7. Context Risk Classification
Not all digital presence deployments carry the same risk. A digital avatar used for internal training carries different governance requirements than one making financial recommendations to the public. The Context Risk Classification Annex defines four risk tiers:
| Tier | Risk Level | Description | Example Contexts |
|---|---|---|---|
| Tier 1 | Low | Internal use, limited audience, no financial or health implications | Internal training videos, team-facing assistants |
| Tier 2 | Moderate | Public-facing but limited authority; no binding decisions | Marketing content, social media presence, customer FAQ |
| Tier 3 | High | Public-facing with advisory or influential capacity | Financial guidance, health information, educational content |
| Tier 4 | Critical | Binding authority, vulnerable populations, or high-consequence decisions | Legal advice, medical consultation, financial transactions |
Higher risk tiers require more stringent control implementation, more frequent audits, and lower tolerance for control deviations. The risk tier assigned to a deployment determines the minimum acceptable scores on both CPC and SPC assessments.
8. Deployment Lifecycle
Every digital presence under DPIF governance passes through a defined set of lifecycle states. The Deployment Lifecycle Specification defines these states and the conditions required to transition between them.

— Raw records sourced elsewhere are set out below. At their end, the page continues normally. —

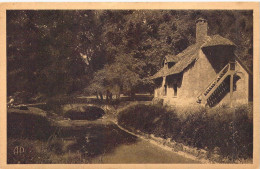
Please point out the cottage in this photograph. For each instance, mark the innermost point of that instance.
(206, 73)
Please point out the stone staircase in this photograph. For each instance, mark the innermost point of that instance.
(217, 89)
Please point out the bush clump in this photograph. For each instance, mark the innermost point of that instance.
(85, 113)
(31, 126)
(229, 131)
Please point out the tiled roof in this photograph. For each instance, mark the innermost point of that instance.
(217, 40)
(190, 54)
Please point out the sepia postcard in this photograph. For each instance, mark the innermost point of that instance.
(129, 85)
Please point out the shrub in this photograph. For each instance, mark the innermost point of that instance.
(85, 113)
(32, 126)
(226, 130)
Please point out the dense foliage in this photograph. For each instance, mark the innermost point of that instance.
(61, 52)
(228, 132)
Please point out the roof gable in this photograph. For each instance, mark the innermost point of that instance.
(190, 54)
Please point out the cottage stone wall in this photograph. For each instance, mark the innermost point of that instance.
(195, 79)
(241, 92)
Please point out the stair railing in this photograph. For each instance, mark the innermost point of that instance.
(203, 95)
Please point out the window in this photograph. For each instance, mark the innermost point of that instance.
(175, 90)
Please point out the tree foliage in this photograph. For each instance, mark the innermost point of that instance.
(60, 52)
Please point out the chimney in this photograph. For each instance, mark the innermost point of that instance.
(201, 29)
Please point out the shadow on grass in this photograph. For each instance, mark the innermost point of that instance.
(95, 140)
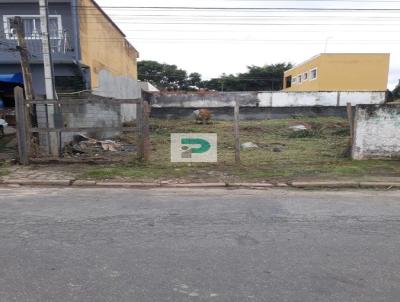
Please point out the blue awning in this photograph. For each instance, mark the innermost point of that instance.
(12, 78)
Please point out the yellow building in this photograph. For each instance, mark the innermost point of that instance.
(104, 46)
(340, 72)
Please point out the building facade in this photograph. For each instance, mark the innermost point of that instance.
(89, 51)
(340, 72)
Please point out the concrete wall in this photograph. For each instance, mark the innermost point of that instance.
(251, 113)
(96, 114)
(103, 45)
(377, 132)
(268, 99)
(343, 72)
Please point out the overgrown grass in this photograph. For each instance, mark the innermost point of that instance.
(283, 154)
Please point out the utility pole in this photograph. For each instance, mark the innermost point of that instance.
(47, 59)
(53, 140)
(23, 51)
(24, 115)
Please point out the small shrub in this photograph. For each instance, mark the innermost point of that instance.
(308, 133)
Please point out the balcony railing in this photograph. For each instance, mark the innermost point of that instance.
(60, 43)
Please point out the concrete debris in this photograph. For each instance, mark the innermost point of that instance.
(249, 145)
(298, 128)
(83, 145)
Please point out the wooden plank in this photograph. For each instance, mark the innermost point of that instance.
(146, 131)
(350, 117)
(22, 138)
(140, 134)
(82, 129)
(237, 132)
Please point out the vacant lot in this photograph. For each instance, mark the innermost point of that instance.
(321, 151)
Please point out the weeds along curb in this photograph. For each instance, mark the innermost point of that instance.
(137, 185)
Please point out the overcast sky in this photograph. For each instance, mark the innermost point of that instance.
(196, 42)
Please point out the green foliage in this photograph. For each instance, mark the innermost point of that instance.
(170, 77)
(268, 77)
(164, 76)
(307, 133)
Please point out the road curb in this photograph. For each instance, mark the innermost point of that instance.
(380, 185)
(196, 185)
(326, 184)
(38, 182)
(163, 184)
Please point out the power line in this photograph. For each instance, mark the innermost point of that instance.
(194, 8)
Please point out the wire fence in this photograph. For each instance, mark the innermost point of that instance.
(60, 43)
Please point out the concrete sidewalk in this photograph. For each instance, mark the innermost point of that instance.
(57, 176)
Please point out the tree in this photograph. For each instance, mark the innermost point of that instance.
(268, 77)
(194, 79)
(164, 76)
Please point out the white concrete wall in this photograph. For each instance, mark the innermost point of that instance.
(269, 99)
(377, 132)
(119, 87)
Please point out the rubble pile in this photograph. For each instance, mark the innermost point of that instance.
(83, 146)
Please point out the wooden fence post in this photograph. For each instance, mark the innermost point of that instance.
(350, 116)
(351, 123)
(22, 126)
(146, 131)
(139, 125)
(237, 133)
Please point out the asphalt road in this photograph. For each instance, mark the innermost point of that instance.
(198, 245)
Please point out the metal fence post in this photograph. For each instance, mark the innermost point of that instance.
(237, 133)
(139, 125)
(23, 136)
(146, 131)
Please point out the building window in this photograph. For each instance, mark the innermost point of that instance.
(32, 27)
(288, 82)
(313, 74)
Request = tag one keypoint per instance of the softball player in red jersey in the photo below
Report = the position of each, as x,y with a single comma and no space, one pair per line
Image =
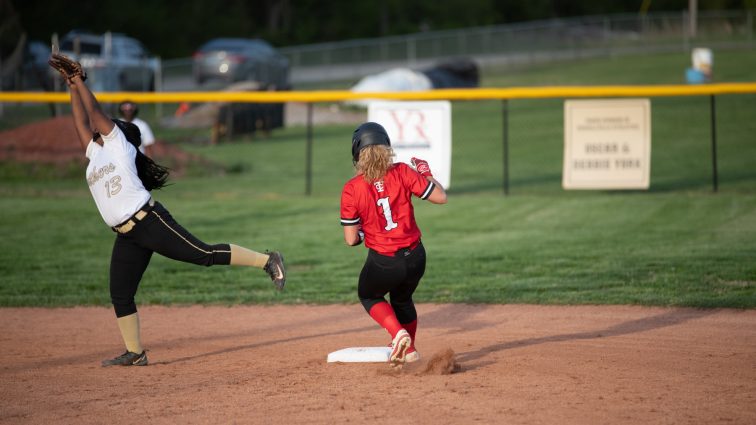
120,179
376,207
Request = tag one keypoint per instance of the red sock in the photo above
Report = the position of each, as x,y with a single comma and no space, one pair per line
385,316
411,327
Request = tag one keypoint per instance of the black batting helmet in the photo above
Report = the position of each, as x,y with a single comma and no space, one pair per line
369,133
127,106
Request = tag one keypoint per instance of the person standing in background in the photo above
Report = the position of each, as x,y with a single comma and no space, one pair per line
129,111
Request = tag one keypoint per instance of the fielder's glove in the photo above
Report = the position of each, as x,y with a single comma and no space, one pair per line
67,67
421,166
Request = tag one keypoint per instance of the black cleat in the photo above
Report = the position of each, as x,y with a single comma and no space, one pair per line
274,268
127,359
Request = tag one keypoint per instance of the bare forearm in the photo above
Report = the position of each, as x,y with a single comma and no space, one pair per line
81,119
438,196
98,121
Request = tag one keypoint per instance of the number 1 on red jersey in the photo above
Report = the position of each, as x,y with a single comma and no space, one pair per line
384,204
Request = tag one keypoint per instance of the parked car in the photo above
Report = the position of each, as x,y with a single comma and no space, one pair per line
113,61
239,59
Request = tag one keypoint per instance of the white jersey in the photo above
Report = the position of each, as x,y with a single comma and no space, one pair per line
113,180
147,137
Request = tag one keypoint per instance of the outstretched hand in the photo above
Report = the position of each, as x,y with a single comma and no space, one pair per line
421,166
67,67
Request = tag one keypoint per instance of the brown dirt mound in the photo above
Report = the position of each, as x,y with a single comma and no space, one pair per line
54,142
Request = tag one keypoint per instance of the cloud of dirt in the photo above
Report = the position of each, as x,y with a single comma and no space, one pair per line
442,363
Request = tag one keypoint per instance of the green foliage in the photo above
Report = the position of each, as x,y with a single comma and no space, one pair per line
175,28
676,244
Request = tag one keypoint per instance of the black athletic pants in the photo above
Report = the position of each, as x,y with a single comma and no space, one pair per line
397,276
157,232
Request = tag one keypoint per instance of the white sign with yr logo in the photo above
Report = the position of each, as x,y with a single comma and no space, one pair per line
419,129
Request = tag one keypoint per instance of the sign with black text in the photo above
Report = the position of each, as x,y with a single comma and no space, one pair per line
607,144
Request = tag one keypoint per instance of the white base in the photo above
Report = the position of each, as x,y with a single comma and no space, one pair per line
360,355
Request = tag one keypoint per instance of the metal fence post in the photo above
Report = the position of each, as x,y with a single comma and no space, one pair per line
308,152
713,108
505,143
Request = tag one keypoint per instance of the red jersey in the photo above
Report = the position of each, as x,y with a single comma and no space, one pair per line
384,208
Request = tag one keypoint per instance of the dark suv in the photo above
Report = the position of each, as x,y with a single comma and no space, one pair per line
241,59
113,61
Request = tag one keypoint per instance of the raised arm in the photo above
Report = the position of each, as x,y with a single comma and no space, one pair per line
81,119
438,196
75,77
98,121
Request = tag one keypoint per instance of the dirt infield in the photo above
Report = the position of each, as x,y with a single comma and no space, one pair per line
54,142
266,364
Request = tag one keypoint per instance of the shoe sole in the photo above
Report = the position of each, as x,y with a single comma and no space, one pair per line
399,352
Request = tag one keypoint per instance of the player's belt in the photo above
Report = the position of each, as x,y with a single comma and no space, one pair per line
129,224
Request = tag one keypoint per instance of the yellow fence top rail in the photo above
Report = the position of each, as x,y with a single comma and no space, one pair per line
441,94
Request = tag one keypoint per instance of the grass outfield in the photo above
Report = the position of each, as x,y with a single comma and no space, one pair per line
676,244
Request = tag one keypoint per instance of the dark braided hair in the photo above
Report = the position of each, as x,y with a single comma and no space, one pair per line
152,174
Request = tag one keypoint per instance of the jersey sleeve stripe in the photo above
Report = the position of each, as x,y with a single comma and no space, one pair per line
428,190
350,221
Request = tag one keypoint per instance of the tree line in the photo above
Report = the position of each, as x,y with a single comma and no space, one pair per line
175,28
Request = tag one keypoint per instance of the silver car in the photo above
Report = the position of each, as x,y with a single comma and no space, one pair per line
113,61
240,59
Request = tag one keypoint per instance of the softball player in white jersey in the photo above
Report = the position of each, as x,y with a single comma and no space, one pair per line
120,179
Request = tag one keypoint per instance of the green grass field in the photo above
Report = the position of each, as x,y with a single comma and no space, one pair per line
675,244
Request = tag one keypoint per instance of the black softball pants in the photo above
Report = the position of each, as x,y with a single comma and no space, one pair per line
397,276
157,232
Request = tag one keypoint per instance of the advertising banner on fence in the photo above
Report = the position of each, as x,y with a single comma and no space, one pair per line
607,144
419,129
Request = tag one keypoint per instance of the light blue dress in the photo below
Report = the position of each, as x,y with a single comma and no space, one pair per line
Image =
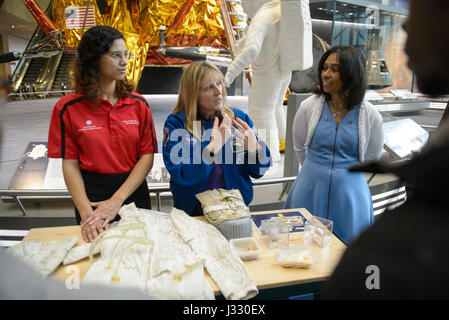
325,187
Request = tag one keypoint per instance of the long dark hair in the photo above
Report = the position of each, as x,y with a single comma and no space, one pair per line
352,68
94,43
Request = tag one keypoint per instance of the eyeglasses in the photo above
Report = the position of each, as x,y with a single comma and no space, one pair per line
117,55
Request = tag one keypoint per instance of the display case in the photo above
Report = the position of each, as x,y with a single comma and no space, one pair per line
376,28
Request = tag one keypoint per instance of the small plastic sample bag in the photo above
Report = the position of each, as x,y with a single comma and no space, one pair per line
318,231
275,232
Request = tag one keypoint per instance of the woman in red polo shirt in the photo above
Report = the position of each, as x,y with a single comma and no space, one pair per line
104,132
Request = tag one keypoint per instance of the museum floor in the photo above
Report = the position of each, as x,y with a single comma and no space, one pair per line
27,121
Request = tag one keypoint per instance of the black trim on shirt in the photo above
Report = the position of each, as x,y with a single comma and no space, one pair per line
61,115
153,136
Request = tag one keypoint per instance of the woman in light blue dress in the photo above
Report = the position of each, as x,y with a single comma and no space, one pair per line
334,130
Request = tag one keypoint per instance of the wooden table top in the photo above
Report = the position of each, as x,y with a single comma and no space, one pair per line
265,270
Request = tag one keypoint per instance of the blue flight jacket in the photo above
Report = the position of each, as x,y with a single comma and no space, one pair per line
189,169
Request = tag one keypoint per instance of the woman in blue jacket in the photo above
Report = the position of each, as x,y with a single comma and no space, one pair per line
208,145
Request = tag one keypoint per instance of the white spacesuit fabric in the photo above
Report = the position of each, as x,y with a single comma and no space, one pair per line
273,50
153,251
223,265
44,258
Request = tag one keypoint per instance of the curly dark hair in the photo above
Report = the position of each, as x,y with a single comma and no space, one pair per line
352,68
95,42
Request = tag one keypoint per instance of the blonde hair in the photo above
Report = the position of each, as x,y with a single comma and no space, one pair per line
189,89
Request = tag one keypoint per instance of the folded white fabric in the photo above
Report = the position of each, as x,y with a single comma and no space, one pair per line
226,210
222,205
45,258
145,251
78,253
223,265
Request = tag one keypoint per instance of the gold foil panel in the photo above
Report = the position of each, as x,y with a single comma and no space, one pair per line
139,21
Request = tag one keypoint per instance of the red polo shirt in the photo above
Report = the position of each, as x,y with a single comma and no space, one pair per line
107,139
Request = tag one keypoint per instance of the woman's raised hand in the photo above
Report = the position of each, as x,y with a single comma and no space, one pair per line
245,136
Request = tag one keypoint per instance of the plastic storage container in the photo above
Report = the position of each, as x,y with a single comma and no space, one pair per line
246,248
318,231
295,257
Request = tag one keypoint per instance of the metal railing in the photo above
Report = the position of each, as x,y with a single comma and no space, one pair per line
17,195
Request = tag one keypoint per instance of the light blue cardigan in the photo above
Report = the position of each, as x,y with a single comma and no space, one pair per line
371,137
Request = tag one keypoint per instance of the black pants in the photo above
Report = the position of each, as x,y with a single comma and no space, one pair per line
100,186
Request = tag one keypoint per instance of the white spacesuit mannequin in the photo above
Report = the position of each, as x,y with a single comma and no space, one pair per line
274,47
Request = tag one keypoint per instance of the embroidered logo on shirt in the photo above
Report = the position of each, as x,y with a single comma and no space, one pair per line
89,126
134,122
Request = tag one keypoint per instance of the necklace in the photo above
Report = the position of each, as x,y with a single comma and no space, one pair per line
338,113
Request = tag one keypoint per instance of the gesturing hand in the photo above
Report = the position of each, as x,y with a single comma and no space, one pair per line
105,211
245,136
220,133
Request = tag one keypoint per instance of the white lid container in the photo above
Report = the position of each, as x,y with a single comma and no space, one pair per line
246,248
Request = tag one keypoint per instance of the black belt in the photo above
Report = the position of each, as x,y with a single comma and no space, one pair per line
101,186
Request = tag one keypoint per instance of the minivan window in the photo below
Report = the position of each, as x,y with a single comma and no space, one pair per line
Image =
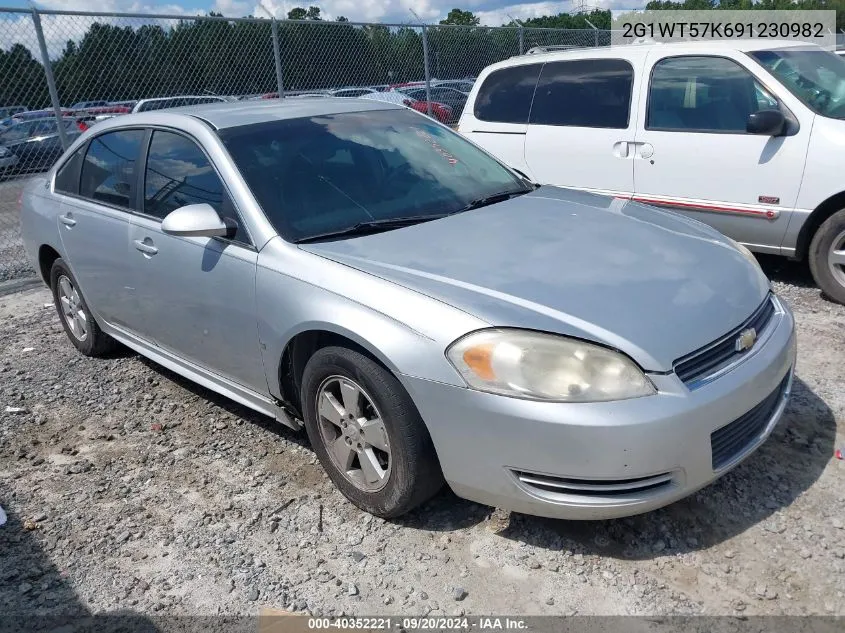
703,94
328,173
178,173
584,93
816,77
506,94
108,171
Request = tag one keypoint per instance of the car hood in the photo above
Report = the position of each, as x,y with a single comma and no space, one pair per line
651,283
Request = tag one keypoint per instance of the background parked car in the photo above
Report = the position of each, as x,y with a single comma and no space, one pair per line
454,99
110,109
8,111
744,135
31,115
36,144
352,92
126,104
160,103
84,105
439,111
7,159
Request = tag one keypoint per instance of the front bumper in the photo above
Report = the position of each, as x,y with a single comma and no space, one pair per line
609,459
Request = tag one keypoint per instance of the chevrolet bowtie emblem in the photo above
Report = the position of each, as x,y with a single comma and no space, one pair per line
745,340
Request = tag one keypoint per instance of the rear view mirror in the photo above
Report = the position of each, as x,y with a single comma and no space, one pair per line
766,123
196,220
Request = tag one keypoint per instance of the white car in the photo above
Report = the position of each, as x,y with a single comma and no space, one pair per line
741,135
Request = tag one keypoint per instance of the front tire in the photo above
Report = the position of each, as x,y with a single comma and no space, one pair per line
76,317
827,256
367,433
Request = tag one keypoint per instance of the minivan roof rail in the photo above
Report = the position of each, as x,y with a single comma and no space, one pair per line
547,49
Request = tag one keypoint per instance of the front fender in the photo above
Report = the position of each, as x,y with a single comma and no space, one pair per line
408,332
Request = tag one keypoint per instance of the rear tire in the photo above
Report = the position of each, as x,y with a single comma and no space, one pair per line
827,256
367,433
76,317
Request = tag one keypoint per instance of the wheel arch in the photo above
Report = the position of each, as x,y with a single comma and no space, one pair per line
304,343
821,213
47,254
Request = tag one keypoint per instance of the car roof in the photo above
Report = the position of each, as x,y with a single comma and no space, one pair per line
226,114
640,50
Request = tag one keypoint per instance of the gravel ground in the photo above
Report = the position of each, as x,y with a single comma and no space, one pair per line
129,488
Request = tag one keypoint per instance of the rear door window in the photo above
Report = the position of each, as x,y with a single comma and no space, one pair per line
506,94
703,94
592,93
108,171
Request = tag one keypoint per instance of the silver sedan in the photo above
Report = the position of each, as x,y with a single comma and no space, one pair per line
425,312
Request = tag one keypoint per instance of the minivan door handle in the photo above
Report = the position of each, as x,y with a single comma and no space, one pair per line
620,149
146,246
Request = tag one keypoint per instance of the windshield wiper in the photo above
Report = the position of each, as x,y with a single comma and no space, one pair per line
491,199
369,227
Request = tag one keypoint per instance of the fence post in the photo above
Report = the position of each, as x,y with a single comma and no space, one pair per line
277,55
51,81
427,71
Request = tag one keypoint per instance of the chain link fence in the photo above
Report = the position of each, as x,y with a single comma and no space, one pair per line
63,71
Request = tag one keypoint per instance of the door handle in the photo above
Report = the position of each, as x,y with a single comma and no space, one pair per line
620,149
644,150
146,246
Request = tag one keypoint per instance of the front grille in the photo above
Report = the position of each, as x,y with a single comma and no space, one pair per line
715,356
593,487
730,441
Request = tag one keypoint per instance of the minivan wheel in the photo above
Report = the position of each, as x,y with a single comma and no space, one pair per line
827,256
76,318
367,433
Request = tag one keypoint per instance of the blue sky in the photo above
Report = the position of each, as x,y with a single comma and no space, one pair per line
492,12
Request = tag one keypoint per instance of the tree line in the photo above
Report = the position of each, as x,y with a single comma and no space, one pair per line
121,62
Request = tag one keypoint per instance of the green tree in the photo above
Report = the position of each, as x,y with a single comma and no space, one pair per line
461,18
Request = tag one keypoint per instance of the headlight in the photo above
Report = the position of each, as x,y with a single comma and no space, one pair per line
539,366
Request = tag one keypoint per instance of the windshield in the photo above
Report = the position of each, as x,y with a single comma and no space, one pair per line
816,77
324,174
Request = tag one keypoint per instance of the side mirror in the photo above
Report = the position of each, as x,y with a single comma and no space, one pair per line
197,220
766,123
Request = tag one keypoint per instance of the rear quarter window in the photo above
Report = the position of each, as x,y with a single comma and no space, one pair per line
506,94
592,93
67,178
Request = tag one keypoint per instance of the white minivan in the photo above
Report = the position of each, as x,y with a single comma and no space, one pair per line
747,136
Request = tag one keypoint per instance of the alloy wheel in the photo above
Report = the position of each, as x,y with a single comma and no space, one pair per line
72,308
836,258
353,432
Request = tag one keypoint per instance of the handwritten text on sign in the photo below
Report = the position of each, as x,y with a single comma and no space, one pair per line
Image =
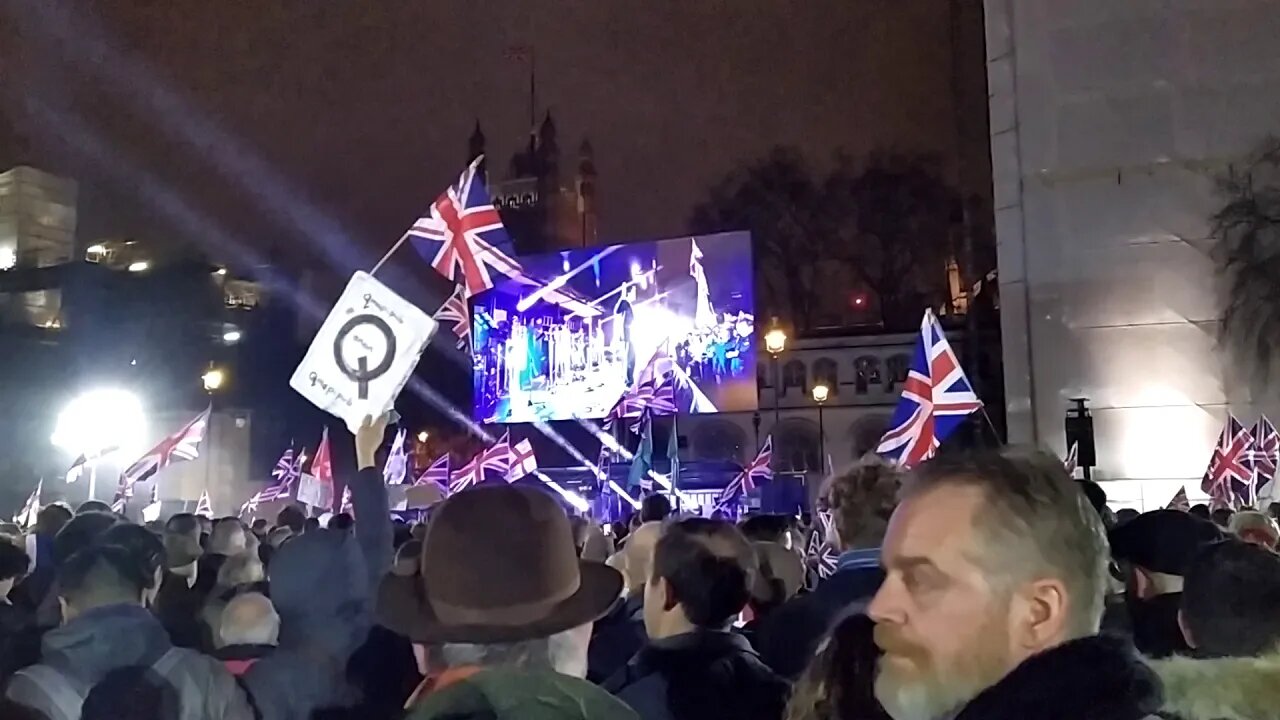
365,351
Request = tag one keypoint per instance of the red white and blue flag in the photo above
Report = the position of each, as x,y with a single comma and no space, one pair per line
1266,458
1230,474
455,310
936,399
437,473
464,237
493,459
746,481
182,445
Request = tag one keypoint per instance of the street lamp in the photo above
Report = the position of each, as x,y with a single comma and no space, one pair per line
776,342
819,395
213,379
99,423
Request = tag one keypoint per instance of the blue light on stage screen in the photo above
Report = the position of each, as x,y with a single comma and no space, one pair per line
567,340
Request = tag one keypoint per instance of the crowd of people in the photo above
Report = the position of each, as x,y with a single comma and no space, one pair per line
979,586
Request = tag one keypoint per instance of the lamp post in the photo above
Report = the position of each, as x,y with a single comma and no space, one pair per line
776,342
819,395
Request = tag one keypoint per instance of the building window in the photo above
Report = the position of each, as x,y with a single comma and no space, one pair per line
827,372
718,440
794,374
897,368
867,373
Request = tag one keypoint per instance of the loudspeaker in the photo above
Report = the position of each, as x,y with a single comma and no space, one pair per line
1079,432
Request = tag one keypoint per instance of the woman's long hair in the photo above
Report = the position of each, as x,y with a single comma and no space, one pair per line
840,682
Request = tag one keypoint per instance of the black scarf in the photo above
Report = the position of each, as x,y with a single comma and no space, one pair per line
1097,678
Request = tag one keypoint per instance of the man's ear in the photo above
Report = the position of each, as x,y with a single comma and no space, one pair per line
1187,633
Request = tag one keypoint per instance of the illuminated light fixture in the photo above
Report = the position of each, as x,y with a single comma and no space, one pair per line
821,392
213,379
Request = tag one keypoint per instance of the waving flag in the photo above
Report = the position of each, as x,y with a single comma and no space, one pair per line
464,237
438,473
745,481
494,459
204,506
455,310
522,461
819,551
26,518
1229,477
1266,458
936,399
183,445
397,460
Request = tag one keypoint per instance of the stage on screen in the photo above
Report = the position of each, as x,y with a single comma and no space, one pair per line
571,337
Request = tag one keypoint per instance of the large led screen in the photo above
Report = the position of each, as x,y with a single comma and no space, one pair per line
580,328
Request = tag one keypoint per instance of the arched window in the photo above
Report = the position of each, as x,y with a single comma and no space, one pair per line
827,372
897,368
867,373
794,374
718,440
796,446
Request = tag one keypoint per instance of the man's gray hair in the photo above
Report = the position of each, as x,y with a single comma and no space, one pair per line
1036,523
561,652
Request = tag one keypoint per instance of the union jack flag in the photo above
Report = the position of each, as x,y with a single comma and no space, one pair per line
183,445
494,459
1266,456
819,551
435,473
936,399
1073,460
745,481
1230,474
455,310
462,236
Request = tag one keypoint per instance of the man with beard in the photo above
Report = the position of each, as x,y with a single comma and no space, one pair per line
996,569
1153,551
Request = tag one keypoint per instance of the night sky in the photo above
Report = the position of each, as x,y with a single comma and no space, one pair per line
273,122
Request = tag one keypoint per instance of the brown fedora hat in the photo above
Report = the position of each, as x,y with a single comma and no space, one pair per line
498,565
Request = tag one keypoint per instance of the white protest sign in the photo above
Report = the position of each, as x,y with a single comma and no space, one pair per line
314,492
364,354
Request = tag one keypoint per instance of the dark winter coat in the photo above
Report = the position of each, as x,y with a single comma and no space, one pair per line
1224,688
616,638
77,655
323,587
700,675
1096,678
790,636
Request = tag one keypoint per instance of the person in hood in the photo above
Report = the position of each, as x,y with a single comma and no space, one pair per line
862,500
996,569
321,584
695,665
1153,551
511,613
1230,621
106,628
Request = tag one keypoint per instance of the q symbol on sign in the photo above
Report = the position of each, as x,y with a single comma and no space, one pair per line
362,373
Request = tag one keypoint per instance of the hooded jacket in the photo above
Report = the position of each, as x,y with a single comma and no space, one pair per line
1221,688
76,656
323,586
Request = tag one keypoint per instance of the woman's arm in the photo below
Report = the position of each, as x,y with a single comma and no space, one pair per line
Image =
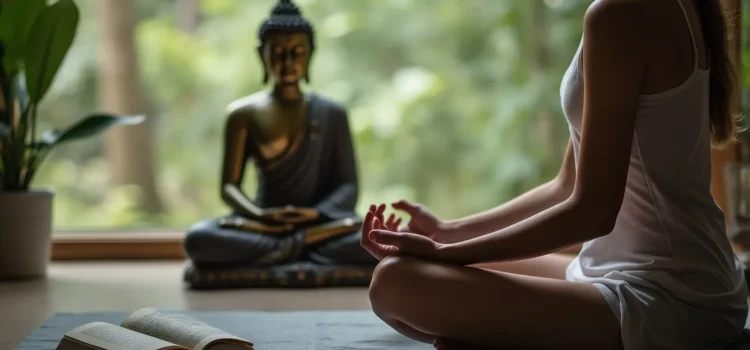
520,208
614,64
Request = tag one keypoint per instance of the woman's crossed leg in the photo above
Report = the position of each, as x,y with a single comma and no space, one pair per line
486,306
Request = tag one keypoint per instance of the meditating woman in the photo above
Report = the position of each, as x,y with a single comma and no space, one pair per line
651,88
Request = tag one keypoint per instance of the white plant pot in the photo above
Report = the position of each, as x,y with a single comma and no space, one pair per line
25,234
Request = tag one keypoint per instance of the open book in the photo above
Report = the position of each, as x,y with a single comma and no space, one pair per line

| State | Description | Governance Requirements |
|---|---|---|
| Proposed | Deployment has been requested but not yet assessed | Initial consent obtained; risk classification pending |
| Under Review | Deployment is being assessed against DPIF controls | Full CPC and SPC assessment in progress |
| Certified | Deployment has passed all required controls | All CPCs passed; SPCs meet minimum threshold for risk tier |
| Active | Deployment is live and operating | Ongoing monitoring; periodic re-assessment required |
| Suspended | Deployment temporarily halted due to control failure or principal request | Root cause analysis required; corrective action plan |
| Revoked | Deployment permanently terminated | Consent withdrawn or irremediable control failure |
| Archived | Deployment records retained after termination | Audit trail preserved; data retention policies apply |
9. Inter-Deployment Conflicts
When multiple digital presences operate simultaneously, conflicts may arise. The Inter-Deployment Conflict Resolution Framework addresses four categories of conflict:
| Conflict Type | Description | Resolution Approach |
|---|---|---|
| Same-Principal | Two deployments of the same principal produce contradictory outputs | Canonical source determination; version precedence rules |
| Cross-Principal | One principal's digital presence makes claims about another principal | Affected-party notification; content review; possible suspension |
| Platform Conflict | Platform policies conflict with DPIF governance requirements | DPIF requirements take precedence; platform adaptation required |
| Jurisdictional | Different jurisdictions impose conflicting requirements | Most restrictive standard applies; jurisdictional scope limitation |
The resolution framework establishes clear precedence rules: principal sovereignty takes precedence over operator convenience; safety takes precedence over availability; and the most restrictive applicable standard governs in cases of jurisdictional conflict.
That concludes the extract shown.